I have the following ANTLR4 grammar to interpret regular expressions.
// Regular Expression Grammar.
grammar RegExpr;
program : expr EOF # Root
;
expr : TERM # TermNode
| expr '?' # OptionalNode
| '(' expr ')' # OrdinaryNode
| expr expr # ConcatNode
| expr '|' expr # OrNode
;
ESC : '\\' . ;
TERM : ([a-zA-Z0-9,.*^+\-&'":><#![\]] | ESC)+ ;
WS : [ \t\r\n]+ -> skip ; // skip spaces, tabs, newlines
However, when I try to parse string literal '\\(' in Java, I got
line 1:0 no viable alternative at input '\('
I want to treat any character with '\\' prefix as terminals. For example, '\\(', '\\)', '\\\\', '\\X' are treated as terminals.

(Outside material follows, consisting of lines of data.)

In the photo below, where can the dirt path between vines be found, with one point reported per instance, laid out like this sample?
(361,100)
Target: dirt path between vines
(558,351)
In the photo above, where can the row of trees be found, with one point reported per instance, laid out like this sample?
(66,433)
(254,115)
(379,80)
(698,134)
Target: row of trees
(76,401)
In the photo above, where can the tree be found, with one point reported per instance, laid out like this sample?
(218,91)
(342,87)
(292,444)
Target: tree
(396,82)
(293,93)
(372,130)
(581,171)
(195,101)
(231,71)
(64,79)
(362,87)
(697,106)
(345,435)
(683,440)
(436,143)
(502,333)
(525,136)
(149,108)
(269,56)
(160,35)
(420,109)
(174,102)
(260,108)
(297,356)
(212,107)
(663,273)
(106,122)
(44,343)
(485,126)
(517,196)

In the end, I want to parse '\(a.(b|c)\)' as
'\(a.' (b|c) '\)'
which represents '\(a.b\)' and '\(a.c\)'. Then I can remove all '\'s to get '(a.b)' and '(a.c)'.
Can anyone please point out why does the above grammar gives errors on '\\(' and '\(a.(b|c)\)'?
Thanks!